厳しさに許しを

多くの人が自分に厳しすぎる。価値観と理想に縛られているのである。間違った厳しさは、柔らかさを失わせ、他人への厳しさへと変換させられる。我々に愛がないのは、自分に対する厳しさゆえであり、自分の多くを許せていないからである。あらゆる段階のつまづきは、この自己中心にあることを覚えておくべきである。自分への厳しさは、自己中心だと気づかねばならない。どうあるべきだ、という自我の決めつけや価値観から自由なときのみ、自分も含め、すべてを許し愛することができるものである。価値観ゆえに固くなっている人には、許しと愛が必要である。それでいいことが教えられるべきである。これを知らないために、善ではないものを表現せざるをえなくなっているのが、悪人と呼ばれる人たちである。

霊的な修行に意気込む前に、以上のことを知り、熟考しておくことで、間違った修行つまり自分のための修行という錯覚に長く縛られずにすむだろう。努力しているのに進歩のない霊的人生を送らずにすむだろう。教師方が忘我を強調するのは、このためである。利己主義によって自らを誤った箇所へ固定しているのである。この軛から自由になれば、もう今すぐに愛や喜びを知ることができるのである。体も軽くなり、実際に軽さを感じ、いかに自分で自分を地へ縛り付けていたかを知るだろう。

ある温厚な女がいたが、この者は、タバコを吸う他人を見るや、人が変わり、絶対に許せないという感情に縛られていた。自分が苦心して過去に禁煙し、乗り越えてきたからである。自分に、タバコを吸ってはいけない、タバコは許されないという価値観を与えているため、他人がタバコを吸うことも許せないのである。自分を許したときのみ、他人を許せるのであり、そうでなければ、霊的な一体感つまり愛や喜びは永遠に遠ざけられたままである。

自分をいじめている修行者の何と多いことか。愛を知らない教師が努力を自我に教えるがゆえ、数分置きに、自分は駄目だ、なぜこんな自分なのか、もっとこうあるべきだ、などと無意識に自分を責め、無意識に誰かや何かと比較している。価値観を構築するのではなく、そういった自我の利己主義から自由にしてやるのが彼らの務めではなかろうか。内なる者と一体化してみてほしい。すべて錯覚だったと知るだろう。何と惨たらしいことを自分にしていたかを知るだろう。自分に厳しいから、分離して、他人を愛で見ることができなかった簡単な理屈を知るだろう。

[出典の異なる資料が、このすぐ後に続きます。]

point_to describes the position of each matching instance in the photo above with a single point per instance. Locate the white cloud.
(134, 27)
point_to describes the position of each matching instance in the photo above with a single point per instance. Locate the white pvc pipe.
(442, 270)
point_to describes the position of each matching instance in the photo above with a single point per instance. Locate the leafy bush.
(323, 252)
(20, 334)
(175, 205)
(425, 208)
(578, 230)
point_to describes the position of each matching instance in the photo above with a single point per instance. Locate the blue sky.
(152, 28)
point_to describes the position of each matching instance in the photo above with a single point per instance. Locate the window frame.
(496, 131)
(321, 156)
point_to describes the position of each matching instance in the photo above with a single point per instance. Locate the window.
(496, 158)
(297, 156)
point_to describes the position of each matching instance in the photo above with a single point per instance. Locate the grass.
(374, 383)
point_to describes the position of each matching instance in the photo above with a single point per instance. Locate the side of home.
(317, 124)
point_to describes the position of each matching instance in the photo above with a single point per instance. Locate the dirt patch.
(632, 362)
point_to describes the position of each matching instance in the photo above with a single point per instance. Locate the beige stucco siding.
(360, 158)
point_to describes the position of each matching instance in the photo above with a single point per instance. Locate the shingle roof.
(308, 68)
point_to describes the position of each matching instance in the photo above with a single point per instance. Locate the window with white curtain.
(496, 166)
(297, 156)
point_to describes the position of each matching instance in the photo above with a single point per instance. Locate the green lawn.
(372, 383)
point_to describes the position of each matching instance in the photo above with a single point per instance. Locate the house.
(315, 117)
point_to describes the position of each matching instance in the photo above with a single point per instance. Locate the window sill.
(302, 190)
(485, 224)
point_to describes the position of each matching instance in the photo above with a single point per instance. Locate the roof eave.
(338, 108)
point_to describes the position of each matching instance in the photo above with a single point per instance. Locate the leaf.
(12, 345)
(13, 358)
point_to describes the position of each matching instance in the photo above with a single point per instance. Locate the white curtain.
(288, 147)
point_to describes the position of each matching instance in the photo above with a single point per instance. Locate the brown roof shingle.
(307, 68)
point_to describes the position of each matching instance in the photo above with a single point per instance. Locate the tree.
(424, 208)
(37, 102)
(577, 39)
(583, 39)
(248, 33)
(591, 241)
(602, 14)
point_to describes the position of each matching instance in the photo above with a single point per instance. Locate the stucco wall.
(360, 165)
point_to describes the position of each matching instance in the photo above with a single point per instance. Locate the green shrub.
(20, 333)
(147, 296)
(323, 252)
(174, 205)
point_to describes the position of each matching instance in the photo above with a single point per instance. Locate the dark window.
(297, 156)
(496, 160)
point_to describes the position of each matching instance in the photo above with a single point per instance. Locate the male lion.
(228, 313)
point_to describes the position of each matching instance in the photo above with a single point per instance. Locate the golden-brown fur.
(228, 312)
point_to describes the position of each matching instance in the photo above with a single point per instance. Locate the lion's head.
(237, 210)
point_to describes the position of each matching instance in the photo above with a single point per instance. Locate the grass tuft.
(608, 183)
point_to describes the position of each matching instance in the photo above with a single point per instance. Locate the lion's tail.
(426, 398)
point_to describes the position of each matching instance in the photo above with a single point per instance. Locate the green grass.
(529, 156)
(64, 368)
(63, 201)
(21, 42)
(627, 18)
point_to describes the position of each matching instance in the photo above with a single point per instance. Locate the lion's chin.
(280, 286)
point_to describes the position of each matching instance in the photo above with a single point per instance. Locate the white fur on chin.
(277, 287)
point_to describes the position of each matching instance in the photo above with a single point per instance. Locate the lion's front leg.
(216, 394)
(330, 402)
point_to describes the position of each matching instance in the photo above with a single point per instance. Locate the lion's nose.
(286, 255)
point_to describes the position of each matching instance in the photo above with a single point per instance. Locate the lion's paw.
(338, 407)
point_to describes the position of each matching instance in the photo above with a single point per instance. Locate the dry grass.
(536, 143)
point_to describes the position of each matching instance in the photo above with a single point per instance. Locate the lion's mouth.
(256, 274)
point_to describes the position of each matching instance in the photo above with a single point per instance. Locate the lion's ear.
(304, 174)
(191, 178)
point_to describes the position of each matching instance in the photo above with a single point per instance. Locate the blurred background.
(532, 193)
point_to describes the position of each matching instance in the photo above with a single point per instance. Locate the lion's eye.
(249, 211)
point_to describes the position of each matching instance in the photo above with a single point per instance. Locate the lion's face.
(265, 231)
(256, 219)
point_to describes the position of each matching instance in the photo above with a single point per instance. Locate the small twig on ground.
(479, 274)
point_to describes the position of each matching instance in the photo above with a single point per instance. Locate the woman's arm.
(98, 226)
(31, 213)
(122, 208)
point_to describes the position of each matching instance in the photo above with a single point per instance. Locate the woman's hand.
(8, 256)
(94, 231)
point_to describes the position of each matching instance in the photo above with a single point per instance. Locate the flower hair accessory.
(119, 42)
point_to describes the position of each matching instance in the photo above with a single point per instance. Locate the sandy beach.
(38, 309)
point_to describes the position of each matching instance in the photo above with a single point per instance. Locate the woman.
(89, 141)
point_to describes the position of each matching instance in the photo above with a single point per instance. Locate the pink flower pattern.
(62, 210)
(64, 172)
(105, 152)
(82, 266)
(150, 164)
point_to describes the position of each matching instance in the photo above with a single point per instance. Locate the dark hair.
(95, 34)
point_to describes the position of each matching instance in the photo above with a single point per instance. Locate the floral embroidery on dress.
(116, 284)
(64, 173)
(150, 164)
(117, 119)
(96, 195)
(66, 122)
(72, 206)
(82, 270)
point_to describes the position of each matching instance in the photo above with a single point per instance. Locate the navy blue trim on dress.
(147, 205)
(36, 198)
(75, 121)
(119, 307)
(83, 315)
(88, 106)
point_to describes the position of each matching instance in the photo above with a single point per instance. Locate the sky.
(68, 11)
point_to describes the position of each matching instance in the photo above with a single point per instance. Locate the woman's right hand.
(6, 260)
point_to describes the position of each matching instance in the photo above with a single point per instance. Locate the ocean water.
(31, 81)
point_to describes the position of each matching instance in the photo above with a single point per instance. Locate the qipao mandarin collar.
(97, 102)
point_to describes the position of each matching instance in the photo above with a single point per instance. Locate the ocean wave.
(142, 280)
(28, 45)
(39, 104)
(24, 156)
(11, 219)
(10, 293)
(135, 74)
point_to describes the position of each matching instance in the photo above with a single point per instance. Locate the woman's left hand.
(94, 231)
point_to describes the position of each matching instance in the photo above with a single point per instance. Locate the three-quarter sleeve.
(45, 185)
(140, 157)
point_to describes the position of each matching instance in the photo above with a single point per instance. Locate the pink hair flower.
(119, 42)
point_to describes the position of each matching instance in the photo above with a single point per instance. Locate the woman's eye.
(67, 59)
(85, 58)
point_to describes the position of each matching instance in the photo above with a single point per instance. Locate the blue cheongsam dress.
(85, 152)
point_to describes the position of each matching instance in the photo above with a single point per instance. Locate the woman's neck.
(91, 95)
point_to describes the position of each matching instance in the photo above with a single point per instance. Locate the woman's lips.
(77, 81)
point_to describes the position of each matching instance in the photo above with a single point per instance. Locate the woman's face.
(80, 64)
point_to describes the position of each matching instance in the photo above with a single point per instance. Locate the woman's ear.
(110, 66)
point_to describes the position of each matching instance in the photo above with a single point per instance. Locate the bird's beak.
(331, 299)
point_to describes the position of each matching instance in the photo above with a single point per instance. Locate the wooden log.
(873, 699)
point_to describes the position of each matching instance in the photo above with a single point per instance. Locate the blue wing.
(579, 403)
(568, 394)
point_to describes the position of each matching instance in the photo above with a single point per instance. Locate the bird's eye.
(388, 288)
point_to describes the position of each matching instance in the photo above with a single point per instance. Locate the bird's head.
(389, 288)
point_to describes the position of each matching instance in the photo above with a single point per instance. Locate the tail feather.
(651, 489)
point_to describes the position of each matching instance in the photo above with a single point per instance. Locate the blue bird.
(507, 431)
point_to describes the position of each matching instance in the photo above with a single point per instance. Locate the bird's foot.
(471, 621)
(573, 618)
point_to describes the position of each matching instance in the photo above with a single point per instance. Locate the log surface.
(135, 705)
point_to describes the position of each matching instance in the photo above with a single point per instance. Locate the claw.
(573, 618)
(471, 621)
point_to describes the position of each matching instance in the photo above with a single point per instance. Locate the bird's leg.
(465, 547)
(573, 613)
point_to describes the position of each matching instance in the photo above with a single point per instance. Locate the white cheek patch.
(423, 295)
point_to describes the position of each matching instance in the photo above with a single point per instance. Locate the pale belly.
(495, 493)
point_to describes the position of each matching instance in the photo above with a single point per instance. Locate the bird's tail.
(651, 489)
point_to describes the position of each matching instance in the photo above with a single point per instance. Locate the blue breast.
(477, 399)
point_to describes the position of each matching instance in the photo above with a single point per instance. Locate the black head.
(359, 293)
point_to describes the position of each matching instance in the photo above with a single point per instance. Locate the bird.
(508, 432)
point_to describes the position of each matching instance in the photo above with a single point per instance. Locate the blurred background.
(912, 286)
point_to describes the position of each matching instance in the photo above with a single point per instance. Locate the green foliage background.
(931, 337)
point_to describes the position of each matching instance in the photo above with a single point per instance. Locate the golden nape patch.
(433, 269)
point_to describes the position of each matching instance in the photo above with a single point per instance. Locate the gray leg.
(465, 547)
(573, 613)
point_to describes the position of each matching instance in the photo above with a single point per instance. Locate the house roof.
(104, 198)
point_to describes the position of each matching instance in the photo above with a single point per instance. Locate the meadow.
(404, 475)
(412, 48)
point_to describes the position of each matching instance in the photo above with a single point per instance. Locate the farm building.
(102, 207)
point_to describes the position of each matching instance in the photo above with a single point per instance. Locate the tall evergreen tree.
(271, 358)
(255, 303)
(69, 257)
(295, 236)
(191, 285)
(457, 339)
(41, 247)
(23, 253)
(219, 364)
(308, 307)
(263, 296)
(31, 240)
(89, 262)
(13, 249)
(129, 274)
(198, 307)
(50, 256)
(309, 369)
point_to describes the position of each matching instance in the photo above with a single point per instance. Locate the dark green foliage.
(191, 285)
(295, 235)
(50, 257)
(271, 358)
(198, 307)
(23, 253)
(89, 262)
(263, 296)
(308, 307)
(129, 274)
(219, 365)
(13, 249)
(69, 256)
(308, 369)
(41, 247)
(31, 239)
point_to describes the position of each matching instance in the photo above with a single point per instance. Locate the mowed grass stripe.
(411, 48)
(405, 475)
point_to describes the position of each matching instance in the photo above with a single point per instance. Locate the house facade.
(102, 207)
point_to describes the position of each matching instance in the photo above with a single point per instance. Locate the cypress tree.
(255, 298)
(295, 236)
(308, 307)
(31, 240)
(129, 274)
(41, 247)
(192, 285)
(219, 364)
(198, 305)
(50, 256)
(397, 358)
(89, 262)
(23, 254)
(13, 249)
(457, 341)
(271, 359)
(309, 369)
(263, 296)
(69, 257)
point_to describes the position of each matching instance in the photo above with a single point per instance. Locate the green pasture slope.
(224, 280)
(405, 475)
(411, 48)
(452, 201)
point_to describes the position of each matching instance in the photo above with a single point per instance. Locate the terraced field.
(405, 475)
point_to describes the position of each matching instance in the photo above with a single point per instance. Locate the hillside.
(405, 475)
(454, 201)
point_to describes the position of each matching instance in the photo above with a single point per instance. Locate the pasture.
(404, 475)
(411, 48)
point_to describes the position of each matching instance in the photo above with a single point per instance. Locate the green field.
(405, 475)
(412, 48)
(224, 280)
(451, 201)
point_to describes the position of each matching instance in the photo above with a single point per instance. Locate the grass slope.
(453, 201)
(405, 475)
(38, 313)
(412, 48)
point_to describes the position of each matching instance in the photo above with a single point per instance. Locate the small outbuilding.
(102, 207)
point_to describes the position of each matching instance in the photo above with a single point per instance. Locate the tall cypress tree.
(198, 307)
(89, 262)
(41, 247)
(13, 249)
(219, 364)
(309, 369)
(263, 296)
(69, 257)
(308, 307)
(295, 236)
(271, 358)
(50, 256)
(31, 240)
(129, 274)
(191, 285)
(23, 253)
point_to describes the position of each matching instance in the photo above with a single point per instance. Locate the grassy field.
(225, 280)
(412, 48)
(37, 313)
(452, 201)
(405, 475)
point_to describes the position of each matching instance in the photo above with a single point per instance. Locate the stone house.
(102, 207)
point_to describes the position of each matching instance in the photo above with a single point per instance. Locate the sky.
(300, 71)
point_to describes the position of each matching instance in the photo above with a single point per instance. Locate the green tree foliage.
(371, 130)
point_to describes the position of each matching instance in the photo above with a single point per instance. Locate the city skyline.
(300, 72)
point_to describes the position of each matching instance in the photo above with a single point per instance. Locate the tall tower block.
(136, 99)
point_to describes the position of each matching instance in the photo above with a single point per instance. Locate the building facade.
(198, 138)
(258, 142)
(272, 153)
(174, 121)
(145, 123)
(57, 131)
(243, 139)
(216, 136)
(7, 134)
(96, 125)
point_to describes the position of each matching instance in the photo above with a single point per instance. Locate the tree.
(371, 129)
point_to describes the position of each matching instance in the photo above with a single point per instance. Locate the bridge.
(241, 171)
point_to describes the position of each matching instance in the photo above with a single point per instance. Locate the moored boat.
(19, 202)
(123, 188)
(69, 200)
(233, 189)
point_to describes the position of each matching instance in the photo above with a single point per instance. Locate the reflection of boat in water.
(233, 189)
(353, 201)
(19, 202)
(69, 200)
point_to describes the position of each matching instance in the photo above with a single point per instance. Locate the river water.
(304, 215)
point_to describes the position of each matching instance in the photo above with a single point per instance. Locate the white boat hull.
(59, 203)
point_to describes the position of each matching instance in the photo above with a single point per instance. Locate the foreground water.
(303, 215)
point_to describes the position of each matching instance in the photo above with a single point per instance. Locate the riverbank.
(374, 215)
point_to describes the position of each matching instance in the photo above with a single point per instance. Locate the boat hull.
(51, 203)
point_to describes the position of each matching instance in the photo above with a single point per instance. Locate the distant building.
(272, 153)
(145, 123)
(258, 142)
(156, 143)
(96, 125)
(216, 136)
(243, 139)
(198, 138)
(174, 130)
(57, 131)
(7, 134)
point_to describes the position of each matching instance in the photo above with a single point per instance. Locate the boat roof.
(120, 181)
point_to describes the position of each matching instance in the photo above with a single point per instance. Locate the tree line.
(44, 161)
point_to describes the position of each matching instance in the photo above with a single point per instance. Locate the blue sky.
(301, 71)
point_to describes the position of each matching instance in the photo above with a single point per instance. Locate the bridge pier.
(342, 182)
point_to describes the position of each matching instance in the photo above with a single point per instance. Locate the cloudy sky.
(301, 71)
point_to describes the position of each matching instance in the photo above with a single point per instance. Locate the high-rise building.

昨日、「拒否の法則」というものを記事で紹介したが、拒否をそのまま自我で受け止められると、対象を間違いや敵と見なしてしまうと思い、別の言葉はないかと考えた。すぐに別の言葉が思い浮かんだが、それは愛だった。あらゆるものの根底が愛であるため、行いは外から見れば拒否かもしれないが、感覚は愛なのである。このように、常に字義通りではなく、本質はいつであれ愛であり、一体であるため、あまり霊的なことばかり書きすぎるのも、霊的な自己中心に陥らせるだけであると感じた。一時間瞑想するなら、一時間日常で愛や喜びに生きるとちょうどいいだろう。多くの修行者が、ずっと自分の霊的なすべきことに集中している。これでは、愛は訪れないのである。いくら瞑想しても、生きることが辛くなってしまうのである。

愛という瞑想法が、将来、誰かを通して伝えられるだろう。それは自我にとっての内と外に均衡をもたらすものになるだろう。今は、内ばかりが強調されている。瞑想はよくするが、日常ではしかめっ面であり、一般生活に困難を抱えている人は多いものである。それは、より高い段階で再び自己中心に陥っているだけであることに気づいてもらいたい。そしておのれを許してもらいたい。こうして自分が柔らかいときのみ、他人にも万物にも柔らかくあることが可能になることを今すぐ体感してもらいたい。愛は、まことに偉大な解放者である。